We performed network propagation for ciliopathies and mouse phenotypes using the Personalized PageRank algorithm from the R package igraph v1.3.2, utilizing the same PPI network based on the human interactions. Seed genes were assigned a weight of 1.
Comparison of ciliopathies
We calculated the distance between ciliopathies through two methods. As a first method, the seed genes were used as binary input for computing the Jaccard distance between diseases using the R package stats v4.2.1. As a second method, z-scored network propagation scores for all 19,306 proteins were used as input for computing Euclidean distances between diseases. Using these distances, we hierarchically clustered the ciliopathies with Ward D2 linkage and compared the distances between ciliopathies with shared phenotypes by calculating the ROC curves and the AUROC. Ciliopathies were manually annotated with the following phenotypes: retinal defects, hearing loss, CNS defects, polydactyly, renal defects, and skeletal defects.
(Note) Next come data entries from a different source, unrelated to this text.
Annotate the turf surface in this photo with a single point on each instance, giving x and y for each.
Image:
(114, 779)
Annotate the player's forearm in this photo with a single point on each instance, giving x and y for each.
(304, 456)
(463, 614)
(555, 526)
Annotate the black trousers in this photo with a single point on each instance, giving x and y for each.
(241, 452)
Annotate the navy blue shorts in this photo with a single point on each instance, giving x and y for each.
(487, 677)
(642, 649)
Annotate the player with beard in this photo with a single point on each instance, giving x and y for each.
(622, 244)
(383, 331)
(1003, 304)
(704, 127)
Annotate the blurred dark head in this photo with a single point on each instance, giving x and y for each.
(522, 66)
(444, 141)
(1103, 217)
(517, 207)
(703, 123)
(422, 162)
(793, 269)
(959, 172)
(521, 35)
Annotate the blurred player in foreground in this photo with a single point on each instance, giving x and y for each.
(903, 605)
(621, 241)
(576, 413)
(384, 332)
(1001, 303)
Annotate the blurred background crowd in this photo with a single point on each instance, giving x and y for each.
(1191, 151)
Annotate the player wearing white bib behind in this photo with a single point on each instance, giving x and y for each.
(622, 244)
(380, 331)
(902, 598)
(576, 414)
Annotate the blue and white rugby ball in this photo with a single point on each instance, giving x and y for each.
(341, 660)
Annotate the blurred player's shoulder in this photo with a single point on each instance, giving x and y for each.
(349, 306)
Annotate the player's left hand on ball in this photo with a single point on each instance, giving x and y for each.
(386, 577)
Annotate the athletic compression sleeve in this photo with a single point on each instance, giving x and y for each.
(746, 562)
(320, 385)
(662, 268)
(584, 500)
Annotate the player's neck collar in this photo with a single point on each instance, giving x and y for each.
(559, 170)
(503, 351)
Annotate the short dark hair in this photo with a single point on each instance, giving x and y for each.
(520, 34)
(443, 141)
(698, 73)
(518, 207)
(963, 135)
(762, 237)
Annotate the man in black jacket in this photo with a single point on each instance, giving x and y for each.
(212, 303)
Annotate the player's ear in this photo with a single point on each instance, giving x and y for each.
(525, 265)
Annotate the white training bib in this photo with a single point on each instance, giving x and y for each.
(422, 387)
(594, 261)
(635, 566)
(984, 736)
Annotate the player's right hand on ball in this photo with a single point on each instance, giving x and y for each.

We calculated the ROC curves and AUCs by considering ciliopathy pairs with at least one shared clinical phenotype as positives, as well as by taking each clinical phenotype separately. 95% confidence intervals were calculated using the ci.auc function from the R package pROC v1.18.5 which uses 2000 stratified bootstrap replicates.
PPI network clustering
We clustered the PPI network using the Walktrap clustering algorithm from the R package igraph v1.3.2. Given that ciliary complexes are expected to be small, we performed re-clustering until every protein module consisted of < = 20 proteins or until 5 rounds of re-clustering were completed. We observed that protein modules with more than 20 proteins after 5 re-clustering rounds did not continue to split with further clustering attempts. To associate protein modules with ciliopathies and mouse phenotypes, we evaluated whether network propagation scores were significantly higher in the respective protein module compared to the full network using Wilcoxon Rank Sum tests. After p-value adjustment across all protein modules for each ciliopathy, we selected those with a p-value < 0.05 and at least one trait-related seed gene as associated with the trait. For naming of the protein modules, we conducted GO enrichment analysis combined with manual annotation. For visualization, we used Cystoscape [75] and annotated nodes with genes from SYSCILIA Gold Standard v2 (SCGSv2) [50] or CiliaCarta [49] as ciliary and color-coded genes based on their presence in ciliary protein complexes identified by Boldt et al. [36].
Mouse phenotype clustering with ciliopathies
To compare mouse phenotypes with human ciliopathies, we calculated the Euclidean distance between the ciliopathies and all mouse phenotypes using scaled and centered network propagation scores. For each human ciliopathy, the 20 mouse phenotypes with the shortest distance were selected. We compared the selection of mouse phenotypes using network propagation scores to selection using the Jaccard index of the overlap in seed genes. In addition, we assessed the robustness of both approaches by randomly removing a increasing fraction of human ciliopathy seed genes before calculating the distances between network propagation scores and the seed gene overlap with the mouse phenotypes. Subsequently, we performed hierarchical clustering of the human ciliopathies with these selected mouse phenotypes using Euclidean distance and Ward D2 linkage. The number of clusters was determined to be 11 based on the optimal separation of human ciliopathies within the clusters. Mouse phenotypes were then annotated with their ancestor term and associated with protein modules. For visualization, the ancestor terms and protein modules obtained from the network clustering with the highest fraction within each cluster were selected.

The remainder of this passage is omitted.